Friday, August 15, 2014

THE CHALLENGES OF AUDIOBOOK NARRATION, PART 10: FORGIVING YOURSELF FOR YOUR EARLIEST WORKS (OF QUESTIONABLE QUALITY)

Another reposting of an entry recently appearing on the Plum Tree Books page on Facebook.

For those who might be interested in seeing how an audiobook narrator’s prosodic abilities can evolve (hopefully improve) over time, you need look (or listen) no further than my most recent epic-length offering on LibriVox. I've mentioned in previous posts the substantial challenges in bringing to life a modern verse (mostly iambic pentameter) version of the classic work, ON THE NATURE OF THINGS, written originally in Latin verse by Lucretius as an extended discourse on Epicurean philosophy for the aesthetes of the Roman Empire.

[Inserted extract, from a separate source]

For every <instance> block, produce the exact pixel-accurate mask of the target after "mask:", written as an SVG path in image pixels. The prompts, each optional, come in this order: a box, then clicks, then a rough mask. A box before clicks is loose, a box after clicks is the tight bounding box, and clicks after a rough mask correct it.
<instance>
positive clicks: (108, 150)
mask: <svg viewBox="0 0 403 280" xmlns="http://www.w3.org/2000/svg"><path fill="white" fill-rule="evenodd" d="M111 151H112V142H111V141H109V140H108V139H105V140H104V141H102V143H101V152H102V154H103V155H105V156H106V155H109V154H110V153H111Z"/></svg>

I was inspired to produce the audiobook (and put it into the public domain via LibriVox) after reading the New York Times bestseller, THE SWERVE, by Stephen Greenblatt, which (in its less-controversial passages) makes the case that Lucretius's work is one of the foundational works of our "modern" world, via the substantial influence it had on most of the superstars of the Enlightenment era (including Newton, Voltaire, Jefferson, and many others).

Here's the thing, though: I started work on my recording of ON THE NATURE OF THINGS before I had gone very far in developing my skills as an audiobook narrator, about half a year before I ever attempted my first professional audiobook work. As such, I am fairly horrified at the sound of the opening sections of the work -- the over-enunciation of consonants, the half-assed dramatization of simple phrases, and a host of other sins of commission and omission.

But at moments when I can forgive myself for my early-on display of ineptitude, I can start to appreciate my full recording of ON THE NATURE OF THINGS as a longitudinal record of my development as an audiobook narrator.

To get a quick idea of what I’m talking about, listen (if you can bear it) to a few lines of one of the first sections that I recorded in Book 1; then listen to one in the middle (perhaps one of the sections of Book 3), and finally to one of the very last sections, in Book 6. I think you'll agree that the differences are striking!